Progressive cavity pumps are typically used in heavy oil, dewatering and high GOR applications at depths less than 7,000 ft. PCPs are typically used in applications where the economics of production demand efficiency, reliability and low life cycle costs from artificial lift equipment.
A PCP consists of two main components: a rotor and a stator. When the rotor is placed inside of the stator, a series of cavities are formed. The rotor turns inside the stator and as this happens, the cavities progress from the pump inlet to the discharge driving the fluid up the tubing string to the surface. Benefits to using a PCP include their low cost, the ability to deal with solids / fines, high efficiencies, and low downtime.
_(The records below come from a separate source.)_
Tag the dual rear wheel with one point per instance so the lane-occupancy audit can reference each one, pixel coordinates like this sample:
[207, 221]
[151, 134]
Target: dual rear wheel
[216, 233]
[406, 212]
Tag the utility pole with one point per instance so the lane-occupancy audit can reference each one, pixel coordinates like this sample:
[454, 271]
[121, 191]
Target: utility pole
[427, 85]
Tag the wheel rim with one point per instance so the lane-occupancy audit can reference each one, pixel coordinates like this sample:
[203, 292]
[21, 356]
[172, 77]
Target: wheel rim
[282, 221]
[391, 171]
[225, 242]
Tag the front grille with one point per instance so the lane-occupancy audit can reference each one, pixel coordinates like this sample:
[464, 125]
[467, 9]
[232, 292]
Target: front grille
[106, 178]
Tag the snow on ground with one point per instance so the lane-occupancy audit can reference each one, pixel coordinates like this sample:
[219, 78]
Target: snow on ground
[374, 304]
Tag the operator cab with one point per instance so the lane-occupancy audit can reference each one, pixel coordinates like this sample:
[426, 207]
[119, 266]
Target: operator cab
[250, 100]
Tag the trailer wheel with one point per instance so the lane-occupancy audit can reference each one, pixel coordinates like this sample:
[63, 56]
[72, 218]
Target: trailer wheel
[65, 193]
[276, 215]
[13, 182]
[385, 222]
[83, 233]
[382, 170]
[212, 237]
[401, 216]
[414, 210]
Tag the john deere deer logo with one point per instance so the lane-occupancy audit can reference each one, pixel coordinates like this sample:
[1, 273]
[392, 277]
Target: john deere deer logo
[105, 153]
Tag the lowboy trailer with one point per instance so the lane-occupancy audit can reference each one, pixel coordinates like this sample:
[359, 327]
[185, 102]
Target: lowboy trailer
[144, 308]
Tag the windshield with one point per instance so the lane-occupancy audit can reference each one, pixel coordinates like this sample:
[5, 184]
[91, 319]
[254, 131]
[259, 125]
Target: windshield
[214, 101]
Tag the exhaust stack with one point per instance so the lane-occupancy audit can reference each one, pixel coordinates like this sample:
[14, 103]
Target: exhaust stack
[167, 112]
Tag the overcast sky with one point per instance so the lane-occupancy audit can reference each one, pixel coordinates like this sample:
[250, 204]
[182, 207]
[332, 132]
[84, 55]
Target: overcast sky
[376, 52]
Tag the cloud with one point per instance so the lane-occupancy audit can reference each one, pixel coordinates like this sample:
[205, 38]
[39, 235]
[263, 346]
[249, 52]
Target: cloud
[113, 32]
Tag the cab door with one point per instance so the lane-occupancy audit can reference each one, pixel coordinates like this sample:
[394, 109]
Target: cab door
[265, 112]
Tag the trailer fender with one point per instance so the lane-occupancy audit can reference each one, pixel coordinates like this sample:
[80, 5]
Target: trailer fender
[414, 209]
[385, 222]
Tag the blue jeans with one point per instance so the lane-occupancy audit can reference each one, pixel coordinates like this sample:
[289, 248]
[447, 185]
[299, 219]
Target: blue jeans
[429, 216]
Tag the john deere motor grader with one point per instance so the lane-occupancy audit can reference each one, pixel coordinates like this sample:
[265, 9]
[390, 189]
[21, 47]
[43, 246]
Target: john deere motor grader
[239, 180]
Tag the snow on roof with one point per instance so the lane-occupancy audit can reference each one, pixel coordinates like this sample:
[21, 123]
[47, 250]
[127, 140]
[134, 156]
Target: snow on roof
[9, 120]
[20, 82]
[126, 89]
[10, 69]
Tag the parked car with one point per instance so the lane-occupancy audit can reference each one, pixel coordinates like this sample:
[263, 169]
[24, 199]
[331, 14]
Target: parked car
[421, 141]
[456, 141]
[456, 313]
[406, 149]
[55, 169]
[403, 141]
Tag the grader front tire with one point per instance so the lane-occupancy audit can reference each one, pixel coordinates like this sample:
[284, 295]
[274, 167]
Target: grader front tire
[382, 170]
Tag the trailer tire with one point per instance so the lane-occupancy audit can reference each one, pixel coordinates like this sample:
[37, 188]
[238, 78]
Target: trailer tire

The key challenges with producing fluid using a progressive cavity pump include:
• Solids: although PCPs are often used in wells with high solids contents, both high solid cuts (%) and large particles remain a common cause of failures
• High gas volumes: free gas flowing through the pump
• Burnt out stator: a lack of fluid entry into the pump causes a lack of lubrication within the stator which eventually “burns” the elastomer at the seal lines
• Loss of pump efficiency: due to the properties of the customers used in the stator, progressive cavity pumps lose efficiency over time
Cost considerations with existing PCP automation solutions and well economics of PCP wells created a smaller set of optimization technology to support it. Ambyint’s end-to-end platform was built with the economics of low-value wells in mind. Ambyint’s ability to monitor torque and intelligently control speed allows well operators to cut down on the ever-increasing number of man-hours spent physically tending to stripper wells, by putting every low yielding well in the palm of your hand.